Two empowered women, Amal Muse and Zikki Adem represented The Sisterhood Boutique, an SEA TC Ambassador with impact areas of youth + education, economic development and gender equity. They shared the creation of their community by and for east African women ages 14-23. They are all about colorful clothing and safe spaces for women to support women while gaining personal and professional development skills.
The evening’s third recognized business, Fair Anita, transforms some of the world’s poorest communities simply by employing women. Thank you, Joy McBrien for you story and drive that’s helped 8,000 women in nine countries. The business model sustains women in so many global communities in an artisan-partner model and right here in our community by addressing consumer consumption. (note to self: order earrings for Mother’s Day gift a.s.a.p.).
SEA TC Ambassador Eat for Equity addressed the audience next. As a commercial nonprofit in the impact area of food and health, and economic development, E4E founder Emily Torgrimson talked about the power of food. With outpourings of generosity through sustainable community feasts, she’s built wealth, health and equity and addressed dietary needs, volunteer activation and ways to allow people at any income level to partake.
The evening’s fourth recognized socent, Appetite for Change, built on Emily’s notes citing food as a tool for health, wealth and social change. Michelle Horovitz and Darryl Lindsey shared stats of impact including 600 people a year served through their community cooking workshops. Darryl discussed the work training they do with youth in the Broadway area, making lowest possible barriers to entry for jobs, instilling dreams for young people where none existed. Michelle ended with an invitation to reach out to legislators regarding food and access related bills; and attend the West Broadway Farmer’s Market Fridays June – October.
Then it was time to recognize the final SEA Twin Cities Ambassador of the evening, Element Gym, for-profit, specific benefit corporation. A video featuring owner Dalton Outlaw was shared and in it he says that social business is the future of our economy. He believes it’s possible to operate this way – putting people first – and he believes it holds businesses accountable. There’s also this lesson about putting forth effort and the rewards of that as a powerful driver for change.

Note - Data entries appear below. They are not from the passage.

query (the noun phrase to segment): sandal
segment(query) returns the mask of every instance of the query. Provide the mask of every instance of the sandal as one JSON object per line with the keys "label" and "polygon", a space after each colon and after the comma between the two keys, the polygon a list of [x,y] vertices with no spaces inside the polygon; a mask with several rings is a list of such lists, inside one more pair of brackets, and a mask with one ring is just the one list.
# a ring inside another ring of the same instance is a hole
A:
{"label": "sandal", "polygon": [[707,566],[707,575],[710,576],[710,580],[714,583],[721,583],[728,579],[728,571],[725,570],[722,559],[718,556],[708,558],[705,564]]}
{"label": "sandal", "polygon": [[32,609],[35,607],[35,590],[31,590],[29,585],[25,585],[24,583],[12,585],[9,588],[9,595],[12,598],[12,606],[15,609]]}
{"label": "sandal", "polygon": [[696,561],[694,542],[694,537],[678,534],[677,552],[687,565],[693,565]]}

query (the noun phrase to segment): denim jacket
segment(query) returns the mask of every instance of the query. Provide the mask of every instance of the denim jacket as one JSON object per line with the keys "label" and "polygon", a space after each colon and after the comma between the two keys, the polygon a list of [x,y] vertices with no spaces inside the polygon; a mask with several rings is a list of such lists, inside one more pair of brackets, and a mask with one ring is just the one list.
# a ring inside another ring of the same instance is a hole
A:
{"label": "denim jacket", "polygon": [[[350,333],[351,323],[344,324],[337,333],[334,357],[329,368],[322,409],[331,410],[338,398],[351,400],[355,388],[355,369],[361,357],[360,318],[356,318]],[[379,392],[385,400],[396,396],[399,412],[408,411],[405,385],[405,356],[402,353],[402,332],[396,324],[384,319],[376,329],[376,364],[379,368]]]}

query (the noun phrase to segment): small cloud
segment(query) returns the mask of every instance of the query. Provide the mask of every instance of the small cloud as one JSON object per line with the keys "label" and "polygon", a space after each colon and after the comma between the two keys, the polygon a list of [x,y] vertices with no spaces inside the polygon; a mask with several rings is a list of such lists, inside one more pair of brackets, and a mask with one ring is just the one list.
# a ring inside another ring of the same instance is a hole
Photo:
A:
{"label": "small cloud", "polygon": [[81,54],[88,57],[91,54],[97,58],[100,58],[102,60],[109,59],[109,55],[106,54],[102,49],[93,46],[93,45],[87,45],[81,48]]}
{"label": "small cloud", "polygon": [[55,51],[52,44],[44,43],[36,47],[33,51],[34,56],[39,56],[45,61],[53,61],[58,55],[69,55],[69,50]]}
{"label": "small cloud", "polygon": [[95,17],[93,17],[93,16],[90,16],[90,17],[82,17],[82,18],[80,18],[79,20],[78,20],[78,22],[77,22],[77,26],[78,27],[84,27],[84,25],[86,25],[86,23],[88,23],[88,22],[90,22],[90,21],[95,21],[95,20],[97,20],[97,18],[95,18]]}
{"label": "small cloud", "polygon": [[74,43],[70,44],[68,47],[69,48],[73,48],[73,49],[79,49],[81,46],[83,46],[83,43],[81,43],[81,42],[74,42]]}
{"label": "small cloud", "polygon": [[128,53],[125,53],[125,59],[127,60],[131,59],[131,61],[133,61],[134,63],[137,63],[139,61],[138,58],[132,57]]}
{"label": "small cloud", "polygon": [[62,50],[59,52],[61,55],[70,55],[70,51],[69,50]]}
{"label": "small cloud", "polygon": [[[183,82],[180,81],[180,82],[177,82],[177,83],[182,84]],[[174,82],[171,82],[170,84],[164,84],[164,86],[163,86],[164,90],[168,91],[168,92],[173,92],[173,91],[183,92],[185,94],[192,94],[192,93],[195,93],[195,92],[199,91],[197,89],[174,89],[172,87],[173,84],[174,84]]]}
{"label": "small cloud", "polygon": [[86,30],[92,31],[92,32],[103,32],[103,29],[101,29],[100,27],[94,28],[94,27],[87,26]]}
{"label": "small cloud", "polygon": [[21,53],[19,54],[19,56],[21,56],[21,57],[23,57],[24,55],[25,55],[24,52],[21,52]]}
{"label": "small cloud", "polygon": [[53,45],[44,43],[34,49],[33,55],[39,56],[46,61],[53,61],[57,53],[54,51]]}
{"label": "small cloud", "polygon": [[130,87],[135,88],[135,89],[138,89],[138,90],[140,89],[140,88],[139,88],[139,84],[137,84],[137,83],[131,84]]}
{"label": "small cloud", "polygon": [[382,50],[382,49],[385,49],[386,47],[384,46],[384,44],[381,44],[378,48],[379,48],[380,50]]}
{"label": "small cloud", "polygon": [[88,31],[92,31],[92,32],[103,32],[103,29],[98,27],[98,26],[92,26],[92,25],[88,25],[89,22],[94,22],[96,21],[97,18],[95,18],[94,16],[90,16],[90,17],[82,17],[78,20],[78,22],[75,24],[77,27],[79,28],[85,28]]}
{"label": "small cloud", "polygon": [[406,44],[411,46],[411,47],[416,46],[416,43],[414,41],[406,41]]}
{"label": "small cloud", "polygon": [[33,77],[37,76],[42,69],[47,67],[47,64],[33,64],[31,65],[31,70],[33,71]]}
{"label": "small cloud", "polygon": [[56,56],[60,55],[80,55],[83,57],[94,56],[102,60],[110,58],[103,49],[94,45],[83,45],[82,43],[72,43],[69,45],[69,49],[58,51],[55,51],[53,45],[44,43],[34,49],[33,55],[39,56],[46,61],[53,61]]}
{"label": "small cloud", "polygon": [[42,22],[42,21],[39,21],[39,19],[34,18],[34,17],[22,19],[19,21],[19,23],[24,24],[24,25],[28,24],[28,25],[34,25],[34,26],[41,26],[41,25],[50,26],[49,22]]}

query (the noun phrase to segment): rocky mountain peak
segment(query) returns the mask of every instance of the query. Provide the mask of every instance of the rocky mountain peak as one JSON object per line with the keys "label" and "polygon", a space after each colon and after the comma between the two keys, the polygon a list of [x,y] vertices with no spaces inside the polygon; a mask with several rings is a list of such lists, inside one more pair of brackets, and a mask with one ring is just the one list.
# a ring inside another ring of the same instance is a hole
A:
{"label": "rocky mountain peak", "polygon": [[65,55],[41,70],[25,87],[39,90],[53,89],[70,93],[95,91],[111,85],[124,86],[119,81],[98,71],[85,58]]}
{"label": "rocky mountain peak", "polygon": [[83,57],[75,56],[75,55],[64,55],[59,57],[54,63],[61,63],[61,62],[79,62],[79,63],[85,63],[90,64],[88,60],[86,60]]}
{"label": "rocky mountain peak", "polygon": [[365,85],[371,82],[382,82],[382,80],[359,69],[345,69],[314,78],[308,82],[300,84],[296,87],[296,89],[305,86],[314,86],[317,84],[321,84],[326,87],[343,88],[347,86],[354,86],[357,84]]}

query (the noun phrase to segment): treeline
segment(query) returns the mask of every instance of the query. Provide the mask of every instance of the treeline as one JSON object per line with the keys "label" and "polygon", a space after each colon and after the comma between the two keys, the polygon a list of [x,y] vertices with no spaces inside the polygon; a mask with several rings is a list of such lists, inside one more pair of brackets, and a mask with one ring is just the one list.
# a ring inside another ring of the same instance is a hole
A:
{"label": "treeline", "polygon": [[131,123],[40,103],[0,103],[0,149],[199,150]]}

Emcee Tawanna Black then wrapped up the eve, noting the 80+ nominations that were received, the six ambassadors, the four socents recognized, and the Ones to Watch. Scott Cole then returned to the stage to close out the evening with another round of thanks, encouragement to network and a reminder to become a builder in one or more of three ways:
1. Identify as a social enterprise
2. Collaborate with a social enterprise
3. Support and buy from social enterprises.
With that in mind, attendees stayed to connect over dessert and filled out cards that captured what attendees were working on in the social good space and their answers to: what does the purpose-driven economy need to thrive? I can’t wait to see the responses!
Congrats to SEA Twin Cities for hosting a great event and thank you to all of the social enterprise businesses in Minnesota who are doing the work of this movement to place people and the planet over profits.
—- This event recap is one attendee’s view and intended to capture some of the energy, themes and key messages of the evening. Let’s all continue to share, connect and invite others into the social good movement!